Liebe Brüder und Schwestern!

Ich bin noch ganz erfüllt von den Eindrücken, die die gerade beendete Apostolische Reise nach Mexiko und nach Kuba, über die ich heute sprechen möchte, in mir erweckt hat. Der Dank gegenüber dem Herrn kommt spontan aus meinem Herzen hervor: In seiner Vorsehung wollte er, daß ich mich zum ersten Mal als Nachfolger Petri in diese beiden Länder begebe, die eine unauslöschliche Erinnerung an die vom sel. Johannes Paul II. durchgeführten Reisen bewahren.
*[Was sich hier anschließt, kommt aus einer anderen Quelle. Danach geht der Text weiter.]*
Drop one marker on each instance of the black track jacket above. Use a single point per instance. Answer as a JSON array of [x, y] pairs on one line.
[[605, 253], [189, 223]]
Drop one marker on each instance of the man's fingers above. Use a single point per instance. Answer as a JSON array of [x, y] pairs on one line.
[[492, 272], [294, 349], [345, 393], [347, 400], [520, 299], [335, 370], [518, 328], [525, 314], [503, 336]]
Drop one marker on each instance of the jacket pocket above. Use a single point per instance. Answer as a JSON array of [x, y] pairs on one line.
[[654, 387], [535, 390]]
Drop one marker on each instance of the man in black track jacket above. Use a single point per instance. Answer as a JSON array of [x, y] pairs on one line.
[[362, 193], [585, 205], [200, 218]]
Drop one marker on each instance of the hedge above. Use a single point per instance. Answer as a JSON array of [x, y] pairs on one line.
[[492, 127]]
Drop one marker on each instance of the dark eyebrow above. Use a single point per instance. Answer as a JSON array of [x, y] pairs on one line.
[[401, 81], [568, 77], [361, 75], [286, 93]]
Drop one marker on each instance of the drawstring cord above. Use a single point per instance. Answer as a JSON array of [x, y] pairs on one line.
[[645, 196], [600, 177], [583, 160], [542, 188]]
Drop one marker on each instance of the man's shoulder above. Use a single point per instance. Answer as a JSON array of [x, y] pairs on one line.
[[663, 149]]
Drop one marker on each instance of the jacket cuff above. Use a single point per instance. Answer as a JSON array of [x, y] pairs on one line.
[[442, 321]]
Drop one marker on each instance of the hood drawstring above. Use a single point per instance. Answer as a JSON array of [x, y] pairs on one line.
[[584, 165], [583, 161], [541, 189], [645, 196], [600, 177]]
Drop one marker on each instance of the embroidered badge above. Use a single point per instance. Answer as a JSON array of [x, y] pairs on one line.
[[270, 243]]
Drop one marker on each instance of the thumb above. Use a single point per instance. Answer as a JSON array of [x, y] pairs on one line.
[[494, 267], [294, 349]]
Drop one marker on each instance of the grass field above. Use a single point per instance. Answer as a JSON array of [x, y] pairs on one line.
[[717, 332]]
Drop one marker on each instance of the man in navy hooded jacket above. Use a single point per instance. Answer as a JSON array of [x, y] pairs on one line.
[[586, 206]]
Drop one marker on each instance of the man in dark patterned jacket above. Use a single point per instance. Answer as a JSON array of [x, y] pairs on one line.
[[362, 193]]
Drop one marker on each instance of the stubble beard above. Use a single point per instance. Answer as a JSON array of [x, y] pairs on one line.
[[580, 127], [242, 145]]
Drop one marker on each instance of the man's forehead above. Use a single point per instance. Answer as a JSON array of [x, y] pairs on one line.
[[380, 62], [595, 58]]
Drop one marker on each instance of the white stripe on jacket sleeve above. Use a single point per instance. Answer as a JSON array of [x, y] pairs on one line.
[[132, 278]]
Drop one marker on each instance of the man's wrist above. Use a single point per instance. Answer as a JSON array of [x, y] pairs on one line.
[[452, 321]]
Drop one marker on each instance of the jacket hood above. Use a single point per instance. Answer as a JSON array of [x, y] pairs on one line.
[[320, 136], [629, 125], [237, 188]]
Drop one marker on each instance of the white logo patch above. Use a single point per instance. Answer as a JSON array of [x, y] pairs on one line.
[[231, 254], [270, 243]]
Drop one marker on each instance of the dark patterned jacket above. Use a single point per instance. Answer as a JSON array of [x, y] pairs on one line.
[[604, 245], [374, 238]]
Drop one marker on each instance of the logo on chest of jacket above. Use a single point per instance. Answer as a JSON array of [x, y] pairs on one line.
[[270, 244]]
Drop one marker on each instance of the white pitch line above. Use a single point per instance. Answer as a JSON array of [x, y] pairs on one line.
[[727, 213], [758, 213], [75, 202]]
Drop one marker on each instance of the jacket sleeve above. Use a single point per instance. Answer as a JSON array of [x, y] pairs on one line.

Der 200. Jahrestag der Unabhängigkeit Mexikos und anderer lateinamerikanischer Länder, der 20. Jahrestag der diplomatischen Beziehungen zwischen Mexiko und dem Heiligen Stuhl sowie der 400. Jahrestag der Wiederauffindung des Gnadenbildes der Barmherzigen Jungfrau von El Cobre in der Republik Kuba waren die Anlässe meiner Pilgerreise. Durch sie wollte ich im Geiste den ganzen Kontinent umfangen und alle einladen, gemeinsam in der Hoffnung zu leben sowie im konkreten Bemühen, vereint auf eine bessere Zukunft zuzugehen. Ich danke den Herren Präsidenten von Mexiko und von Kuba, die mich ehrerbietig und freundlich willkommen geheißen haben, ebenso wie den anderen Autoritäten. Von Herzen danke ich den Erzbischöfen von León, von Santiago de Cuba und von Havanna sowie den anderen verehrten Mitbrüdern im Bischofsamt, die mich sehr herzlich empfangen haben, ebenso wie ihren Mitarbeitern und allen, die sich großherzig für meinen Pastoralbesuch eingesetzt haben. Es waren unvergeßliche Tage der Freude und der Hoffnung, die sich mir für immer im Herzen eingeprägt haben!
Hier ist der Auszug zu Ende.